I mean, for it to happen on the feast day of epiphany, just felt like it was a ball straight across the plate for anybody paying attention.
[00:03:51] Speaker B: I think we should get into our story here. If we're talking about Epiphany, we're talking about the scripture in Matthew two. King Herod has heard about this child that has been born, this child that people have been talking about. It's really getting around. And it says that when King Herod heard this, talking about the birth of this child, Jesus, he was frightened. And not only was he frightened, it says in all of Jerusalem with him. There's something about King Herod being this powerful figure, and it's probably a story, maybe a storytelling method here and all of Jerusalem with them. I don't know if the average person living in Jerusalem at that time was, like, afraid of Jesus, but it kind of reminds me of this fear mongering, this chaos that gets created around powerful figures, dare I say, political figures in our time, like, oh, you should be scared of this, because this one person is fearful of something and therefore threatened, and I possibly insecure.
[00:04:56] Speaker C: This is what fear does.
This is what fear does. Fear disguises itself in so many ways as greed, hate, isolation, addiction. The list is endless.
But in the end, fear is at the root of all of it.
[00:05:17] Speaker B: How does fear shape our actions and decisions?
[00:05:21] Speaker A: Well, it's so funny, because I think that there are so many big things that fear being that kind of guttural feeling that we have before we even know we're having a feeling that can change how our response comes through.
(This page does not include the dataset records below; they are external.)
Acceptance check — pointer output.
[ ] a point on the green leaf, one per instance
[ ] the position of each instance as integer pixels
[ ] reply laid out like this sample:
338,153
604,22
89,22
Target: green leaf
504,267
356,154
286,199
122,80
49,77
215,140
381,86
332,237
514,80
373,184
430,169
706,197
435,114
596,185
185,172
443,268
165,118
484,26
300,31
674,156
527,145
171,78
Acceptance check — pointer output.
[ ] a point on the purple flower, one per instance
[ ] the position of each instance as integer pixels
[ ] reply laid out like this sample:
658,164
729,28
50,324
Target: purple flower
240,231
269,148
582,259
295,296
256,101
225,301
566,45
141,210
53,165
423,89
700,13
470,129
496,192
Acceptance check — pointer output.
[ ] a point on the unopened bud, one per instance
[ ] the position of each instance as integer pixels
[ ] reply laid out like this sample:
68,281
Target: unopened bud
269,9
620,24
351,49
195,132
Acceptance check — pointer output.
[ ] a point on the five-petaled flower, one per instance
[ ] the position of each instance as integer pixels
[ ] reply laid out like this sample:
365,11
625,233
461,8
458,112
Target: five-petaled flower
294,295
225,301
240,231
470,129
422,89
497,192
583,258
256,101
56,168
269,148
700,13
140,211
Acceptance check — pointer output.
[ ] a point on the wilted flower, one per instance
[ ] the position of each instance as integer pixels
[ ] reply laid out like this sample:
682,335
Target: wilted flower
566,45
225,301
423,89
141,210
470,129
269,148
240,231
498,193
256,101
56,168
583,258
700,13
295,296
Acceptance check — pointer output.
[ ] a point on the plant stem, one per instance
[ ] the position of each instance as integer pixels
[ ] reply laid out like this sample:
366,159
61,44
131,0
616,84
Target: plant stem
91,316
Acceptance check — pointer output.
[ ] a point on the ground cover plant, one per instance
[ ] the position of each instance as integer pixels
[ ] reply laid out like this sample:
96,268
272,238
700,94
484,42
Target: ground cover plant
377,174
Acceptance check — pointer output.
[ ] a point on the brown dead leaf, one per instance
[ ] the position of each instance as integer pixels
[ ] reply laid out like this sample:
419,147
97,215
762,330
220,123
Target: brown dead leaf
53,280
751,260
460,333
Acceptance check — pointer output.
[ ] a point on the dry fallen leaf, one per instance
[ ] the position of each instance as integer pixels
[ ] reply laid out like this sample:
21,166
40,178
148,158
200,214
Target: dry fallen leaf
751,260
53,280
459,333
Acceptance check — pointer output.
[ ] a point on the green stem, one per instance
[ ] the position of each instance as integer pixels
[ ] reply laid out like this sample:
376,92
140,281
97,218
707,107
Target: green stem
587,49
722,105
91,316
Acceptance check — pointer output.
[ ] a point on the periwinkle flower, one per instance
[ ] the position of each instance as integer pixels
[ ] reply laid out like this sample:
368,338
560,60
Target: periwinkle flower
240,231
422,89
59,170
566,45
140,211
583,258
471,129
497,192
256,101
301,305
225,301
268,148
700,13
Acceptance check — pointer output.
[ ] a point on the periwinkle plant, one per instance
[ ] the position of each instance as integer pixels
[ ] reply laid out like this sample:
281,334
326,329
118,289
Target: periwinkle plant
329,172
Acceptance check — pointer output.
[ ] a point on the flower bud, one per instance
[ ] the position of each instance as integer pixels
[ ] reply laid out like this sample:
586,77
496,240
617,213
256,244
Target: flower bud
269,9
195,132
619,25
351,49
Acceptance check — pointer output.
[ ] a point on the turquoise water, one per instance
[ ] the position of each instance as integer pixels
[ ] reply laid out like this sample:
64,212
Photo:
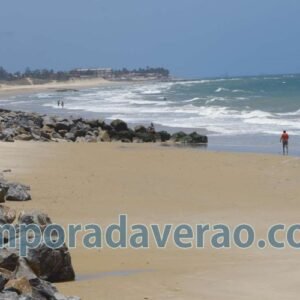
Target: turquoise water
243,112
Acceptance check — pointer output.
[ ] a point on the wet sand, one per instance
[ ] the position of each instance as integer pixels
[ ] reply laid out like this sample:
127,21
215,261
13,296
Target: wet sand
85,183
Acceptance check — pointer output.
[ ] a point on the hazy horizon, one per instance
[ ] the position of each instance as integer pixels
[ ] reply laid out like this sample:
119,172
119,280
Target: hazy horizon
194,39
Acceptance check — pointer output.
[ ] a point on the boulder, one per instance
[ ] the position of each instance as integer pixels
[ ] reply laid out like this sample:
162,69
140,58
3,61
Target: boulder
21,285
49,121
70,136
119,125
198,139
5,276
163,136
104,136
178,136
34,217
24,137
7,215
8,259
63,125
140,129
146,137
122,135
10,295
53,265
18,192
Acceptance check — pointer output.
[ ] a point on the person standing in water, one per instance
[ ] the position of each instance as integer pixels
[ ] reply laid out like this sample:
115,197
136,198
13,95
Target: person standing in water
284,139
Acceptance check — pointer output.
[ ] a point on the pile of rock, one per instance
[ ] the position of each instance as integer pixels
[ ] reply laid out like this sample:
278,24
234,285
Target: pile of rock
31,277
32,126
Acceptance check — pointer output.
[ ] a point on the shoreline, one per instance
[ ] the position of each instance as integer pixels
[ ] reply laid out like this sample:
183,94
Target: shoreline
17,90
94,183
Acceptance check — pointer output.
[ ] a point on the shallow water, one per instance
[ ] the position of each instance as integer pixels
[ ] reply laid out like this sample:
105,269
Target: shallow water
244,114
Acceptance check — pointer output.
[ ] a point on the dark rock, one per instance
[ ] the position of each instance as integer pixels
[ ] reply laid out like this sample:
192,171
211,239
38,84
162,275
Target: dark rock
122,135
53,265
34,217
9,295
63,125
178,136
119,125
18,192
198,139
24,137
104,136
70,136
163,136
140,129
5,276
8,259
21,285
146,137
7,215
49,121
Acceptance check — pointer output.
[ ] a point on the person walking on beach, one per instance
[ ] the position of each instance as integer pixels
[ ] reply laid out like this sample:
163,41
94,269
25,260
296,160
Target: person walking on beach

And so there's so many big topics to talk about. But I think that one of the jokes that I often have is when I'm in the car with somebody and I am not feeling in control because I'm not in the driver's seat, and I don't know if they have seen the brakes that are a mile ahead.
But I will, you know, and I'm so frustrated with myself that I'm not trusting the person in the driver's seat. Oftentimes they are a very trustworthy driver.
But this initial reaction of distrust because I feel that I'm not in control and so much of life feels oftentimes out of control. So while that is a very benign option of looking at how I personally react to fear, I think it shapes so much of my life in when I'm feeling out of control about a bigger situation that I often react with distrust with, like, didn't you see that? Anger, frustration. Because I am just simply not in control of that very moment. And so for me, control and fear have so much in common and working together within how I may respond in anger or frustration.
[00:07:04] Speaker B: Yeah, fear and anger. Because I think we also want to note that fear is not always bad.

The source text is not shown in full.